Activity time: 15 minutes

Materials for Activity

Preparation for Activity

  • Cut individual chapters into strips, making sure that the chapter numbers are included with each chapter.
  • Optional: Choose chapters from different translations. Some of the many websites with well-accepted translations are Brooklyn College of the City University of New York (the Stephen Mitchell version is respected, and accessible) and Sacred Texts (translated by J. Legge). You could also purchase copies of the Tao Te Ching in book form.

Description of Activity

Participants are introduced to a Taoist holy book, the Tao Te Ching.

Tell the youth this activity involves reading from the Tao Te Ching. Share the name of the translator of the text you are using. Pass out slips, giving no more than three to each participant. Allow the youth a few minutes to read their slips, then ask them to select their favorite.

Have participants each read their favorite to the group and share their interpretation of it. Invite the group to offer other interpretations.

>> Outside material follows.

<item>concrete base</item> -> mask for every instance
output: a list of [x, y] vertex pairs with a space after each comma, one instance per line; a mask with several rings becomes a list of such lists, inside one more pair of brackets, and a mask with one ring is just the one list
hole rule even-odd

Note that everyone may hear different things and find different meanings in any given reading. Ask them:

  • Does the sparseness of the writing leave the text more open to interpretation?
  • Does it make it harder or easier for you to find meaning?
  • What do you think this tells us about Taoism? Is it a religion that has hard-and-fast rules, or one where individuals are responsible for exploring and developing their own faith? How is this similar to or different from Unitarian Universalism?

Affirm that Taoists believe that there are many different paths that can lead to a happy, moral, spiritual life and that everyone is expected to find their own path.

Ask participants what values and beliefs they heard in these chapters. How do these relate to what they know already about Taoism? What new beliefs are suggested?